For years, tribes rolled all of those expenses into one per diem rate, called an encounter rate. Under the guidance of DHS, they continued to bill at the encounter rate, even when patients stopped going into a clinic daily and started taking medication at home. The reimbursement rates for in-clinic medication is $455 a day for tribal facilities.

As recently as February of this year, another tribe, Red Lake Nation, sought clarity from the department that billing the higher rate was correct. In emails provided to MPR News, a department official said that it was.

But it wasn’t until May of this year when the department sent a letter to the tribes reversing the department’s practice of paying the tribes for their clients to take the drugs at home, and it was three months after that when the department told White Earth and Leech Lake that they must return all of the payments received for clients who weren’t receiving services at the clinic.

“The dysfunction we found at DHS has created serious financial and legal problems for the state, the White Earth Nation, and the Leech Lake Band of Ojibwe; those problems will be difficult to resolve,” the OLA report said.

It’s caused tensions between the Walz administration and the tribes, who felt they were blindsided by the decision. The new commissioner of DHS acknowledged the department made an error. 

“The guidance that was given to tribal governments was wrong and it is impossible for us to serve Minnesotans in a trustworthy way if they believe that their interactions with DHS could leave them on the hook for tens of millions of dollars,” DHS Commissioner Jodi Harpstead said in a statement. “I am especially sorry that this error in the department unfairly affected the tribal nations with whom Gov. Walz and Lt. Gov. Flanagan are working to restore trust and rebuild our government-to-government relationships.”
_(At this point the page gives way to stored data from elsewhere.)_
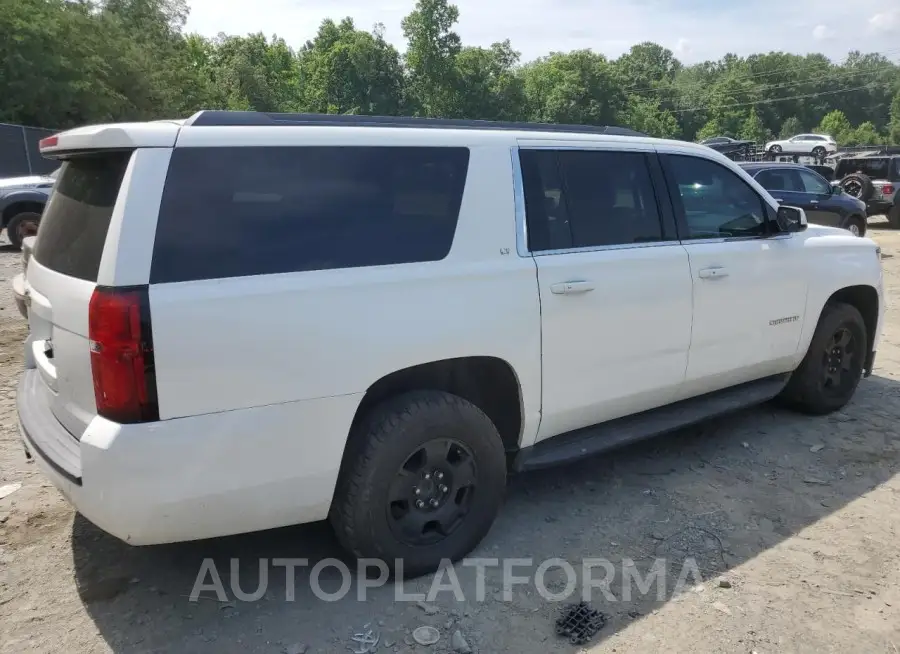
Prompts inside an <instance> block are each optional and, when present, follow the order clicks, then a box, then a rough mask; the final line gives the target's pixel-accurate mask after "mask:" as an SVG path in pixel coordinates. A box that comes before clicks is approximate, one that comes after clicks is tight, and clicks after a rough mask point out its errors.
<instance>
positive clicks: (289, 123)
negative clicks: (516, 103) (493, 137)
mask: <svg viewBox="0 0 900 654" xmlns="http://www.w3.org/2000/svg"><path fill="white" fill-rule="evenodd" d="M184 125H185V126H193V127H226V126H227V127H234V126H245V127H264V126H275V125H294V126H297V125H304V126H329V127H335V126H342V125H343V126H347V127H415V128H444V129H487V130H515V131H521V132H570V133H578V134H608V135H614V136H641V137H646V136H647V135H646V134H642V133H641V132H637V131H635V130H633V129H629V128H627V127H615V126H607V125H558V124H552V123H523V122H504V121H495V120H466V119H457V118H411V117H406V116H358V115H345V114H303V113H299V114H287V113H267V112H261V111H210V110H206V111H198V112H197V113H195V114H194V115H193V116H191V117H190V118H188V119H187V120H186V121H184Z"/></svg>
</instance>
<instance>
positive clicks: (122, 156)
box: [32, 152, 131, 282]
mask: <svg viewBox="0 0 900 654" xmlns="http://www.w3.org/2000/svg"><path fill="white" fill-rule="evenodd" d="M130 158H131V152H105V153H103V154H93V155H86V156H80V157H76V158H74V159H71V160H69V161H66V162H65V163H64V164H63V165H62V168H60V170H59V176H58V178H57V180H56V188H55V190H54V191H53V194H52V195H51V197H50V200H49V201H48V203H47V206H46V207H45V209H44V214H43V217H42V218H41V226H40V229H39V230H38V238H37V241H36V242H35V245H34V253H33V255H32V256H33V257H34V258H35V260H36V261H38V262H40V263H41V264H42V265H44V266H46V267H47V268H50V269H51V270H55V271H56V272H58V273H61V274H63V275H68V276H70V277H77V278H79V279H84V280H87V281H91V282H96V281H97V271H98V270H99V269H100V257H101V256H103V246H104V244H105V243H106V232H107V231H109V221H110V218H111V217H112V211H113V205H115V203H116V197H117V196H118V194H119V187H121V185H122V178H123V177H124V176H125V169H126V168H127V167H128V161H129V159H130Z"/></svg>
But it’s still not clear who is responsible for paying the money back to the federal government. A state law requires DHS to recover any overpayments, even if the payments are the department’s fault. Harpstead said she wants to work out a deal with the Legislature and the tribes to pay the money back. 
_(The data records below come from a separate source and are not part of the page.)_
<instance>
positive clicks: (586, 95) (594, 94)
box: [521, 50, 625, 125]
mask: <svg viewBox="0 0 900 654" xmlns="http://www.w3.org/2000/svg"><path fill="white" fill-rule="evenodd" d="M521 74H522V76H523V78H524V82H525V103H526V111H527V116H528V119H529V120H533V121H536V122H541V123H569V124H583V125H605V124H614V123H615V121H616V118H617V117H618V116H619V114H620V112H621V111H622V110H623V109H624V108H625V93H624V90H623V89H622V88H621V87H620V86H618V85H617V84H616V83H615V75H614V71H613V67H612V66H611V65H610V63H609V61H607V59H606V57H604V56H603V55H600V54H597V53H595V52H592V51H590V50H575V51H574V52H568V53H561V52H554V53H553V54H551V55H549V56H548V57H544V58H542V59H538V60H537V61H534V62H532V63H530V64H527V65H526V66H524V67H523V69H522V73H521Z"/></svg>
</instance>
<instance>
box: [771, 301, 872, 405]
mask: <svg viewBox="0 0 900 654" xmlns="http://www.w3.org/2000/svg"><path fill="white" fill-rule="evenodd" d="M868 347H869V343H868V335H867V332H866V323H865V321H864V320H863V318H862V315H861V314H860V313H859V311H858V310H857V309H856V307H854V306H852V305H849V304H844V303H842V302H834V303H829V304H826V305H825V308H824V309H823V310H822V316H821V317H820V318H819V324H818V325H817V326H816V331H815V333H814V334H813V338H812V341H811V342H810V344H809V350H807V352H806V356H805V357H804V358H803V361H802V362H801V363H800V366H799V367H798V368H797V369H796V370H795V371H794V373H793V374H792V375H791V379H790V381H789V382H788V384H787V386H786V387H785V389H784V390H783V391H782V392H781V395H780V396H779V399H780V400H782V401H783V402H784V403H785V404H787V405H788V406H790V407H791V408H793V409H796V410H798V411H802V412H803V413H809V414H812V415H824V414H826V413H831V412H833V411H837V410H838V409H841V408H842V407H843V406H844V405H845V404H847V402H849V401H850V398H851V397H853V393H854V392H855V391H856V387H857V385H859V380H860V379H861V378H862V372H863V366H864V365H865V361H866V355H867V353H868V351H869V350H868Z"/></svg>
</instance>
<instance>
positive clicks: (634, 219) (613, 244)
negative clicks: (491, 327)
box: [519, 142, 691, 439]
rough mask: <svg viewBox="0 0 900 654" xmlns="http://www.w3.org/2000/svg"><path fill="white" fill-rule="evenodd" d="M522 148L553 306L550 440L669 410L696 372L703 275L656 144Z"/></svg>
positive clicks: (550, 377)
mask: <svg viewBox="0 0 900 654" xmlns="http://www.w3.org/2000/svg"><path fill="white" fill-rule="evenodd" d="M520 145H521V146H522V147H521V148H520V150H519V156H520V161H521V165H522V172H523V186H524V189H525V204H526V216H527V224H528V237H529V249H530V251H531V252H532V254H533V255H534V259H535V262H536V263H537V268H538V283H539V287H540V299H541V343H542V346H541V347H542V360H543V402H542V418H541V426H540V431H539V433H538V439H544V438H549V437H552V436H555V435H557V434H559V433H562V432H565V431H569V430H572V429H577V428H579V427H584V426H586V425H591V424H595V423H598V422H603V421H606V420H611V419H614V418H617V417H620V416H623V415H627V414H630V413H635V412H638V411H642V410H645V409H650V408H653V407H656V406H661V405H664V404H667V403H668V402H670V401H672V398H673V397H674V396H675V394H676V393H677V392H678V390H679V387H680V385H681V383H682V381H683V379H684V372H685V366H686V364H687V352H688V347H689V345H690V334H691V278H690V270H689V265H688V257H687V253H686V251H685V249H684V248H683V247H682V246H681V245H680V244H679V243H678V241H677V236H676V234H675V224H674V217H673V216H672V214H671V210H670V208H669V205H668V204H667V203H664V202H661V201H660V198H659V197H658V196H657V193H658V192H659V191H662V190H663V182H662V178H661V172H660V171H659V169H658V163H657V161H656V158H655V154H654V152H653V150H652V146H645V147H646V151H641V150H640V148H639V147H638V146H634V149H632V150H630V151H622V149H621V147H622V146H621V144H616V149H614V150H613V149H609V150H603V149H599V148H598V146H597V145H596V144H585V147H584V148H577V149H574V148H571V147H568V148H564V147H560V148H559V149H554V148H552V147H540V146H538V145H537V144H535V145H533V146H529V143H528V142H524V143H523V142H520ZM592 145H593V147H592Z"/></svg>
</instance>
The tribes didn’t participate in the audit, but they maintain they’re not at fault. They will appeal any attempt by the state to make them pay some or part of the money back. 
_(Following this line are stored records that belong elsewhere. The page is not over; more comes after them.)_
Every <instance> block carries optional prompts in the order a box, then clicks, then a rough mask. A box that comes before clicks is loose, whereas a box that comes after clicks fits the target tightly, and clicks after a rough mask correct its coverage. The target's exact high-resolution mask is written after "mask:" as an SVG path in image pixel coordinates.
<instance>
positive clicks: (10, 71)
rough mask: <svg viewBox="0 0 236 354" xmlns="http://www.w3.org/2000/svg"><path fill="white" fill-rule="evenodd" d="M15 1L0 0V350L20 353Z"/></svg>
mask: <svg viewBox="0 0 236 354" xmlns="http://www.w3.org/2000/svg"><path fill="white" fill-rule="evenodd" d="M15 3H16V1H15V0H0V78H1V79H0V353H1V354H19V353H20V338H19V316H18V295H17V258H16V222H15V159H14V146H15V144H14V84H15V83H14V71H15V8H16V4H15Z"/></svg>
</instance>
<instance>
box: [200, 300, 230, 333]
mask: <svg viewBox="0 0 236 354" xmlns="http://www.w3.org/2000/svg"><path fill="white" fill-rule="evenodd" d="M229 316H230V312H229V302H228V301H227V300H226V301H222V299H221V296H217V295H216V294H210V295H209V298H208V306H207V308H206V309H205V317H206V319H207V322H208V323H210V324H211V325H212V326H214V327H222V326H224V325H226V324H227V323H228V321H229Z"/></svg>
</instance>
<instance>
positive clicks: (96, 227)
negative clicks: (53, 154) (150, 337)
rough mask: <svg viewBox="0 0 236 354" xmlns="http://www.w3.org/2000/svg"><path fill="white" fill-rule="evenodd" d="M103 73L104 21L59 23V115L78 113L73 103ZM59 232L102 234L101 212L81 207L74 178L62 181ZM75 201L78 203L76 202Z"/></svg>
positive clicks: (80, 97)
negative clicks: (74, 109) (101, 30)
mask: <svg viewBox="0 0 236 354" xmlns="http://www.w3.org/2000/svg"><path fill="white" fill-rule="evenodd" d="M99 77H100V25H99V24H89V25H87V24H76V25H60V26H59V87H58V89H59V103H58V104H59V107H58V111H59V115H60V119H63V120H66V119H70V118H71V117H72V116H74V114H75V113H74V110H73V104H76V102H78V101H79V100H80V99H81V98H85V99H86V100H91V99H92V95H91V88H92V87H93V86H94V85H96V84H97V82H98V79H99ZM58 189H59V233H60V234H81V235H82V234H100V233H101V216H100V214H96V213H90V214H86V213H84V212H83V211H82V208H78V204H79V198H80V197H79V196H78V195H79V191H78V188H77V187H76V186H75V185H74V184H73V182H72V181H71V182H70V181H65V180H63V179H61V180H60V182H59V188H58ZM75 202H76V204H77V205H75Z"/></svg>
“Simply demanding the tribes repay this money will not reach a meaningful conclusion,” said LeRoy Staples Fairbanks, a member of the Leech Lake tribe. 

The Legislature is likely to weigh into the debate too. Nobles recommended lawmakers mandate new internal controls in DHS to prevent future overpayments, and he said they should reconsider the law that requires the department to recover costs from groups that are not in the wrong. 

The report is just the latest in a series of issues within the agency, including the resignation of numerous top officials and allegations of retaliation against a whistle blower. Republican Rep. Joe Schomacker, who serves on the health and human services committee, said the taxpayers shouldn’t be responsible covering the costs and DHS should take it out of its own $18 billion budget every two years. 

The audit also rekindled calls to break up the massive agency into several smaller, more manageable agencies. “The numerous levels of management and middle-management at DHS that failed to identify and stop this improper practice makes clear that reorganization, consolidation and accountability measures are desperately needed,” he said.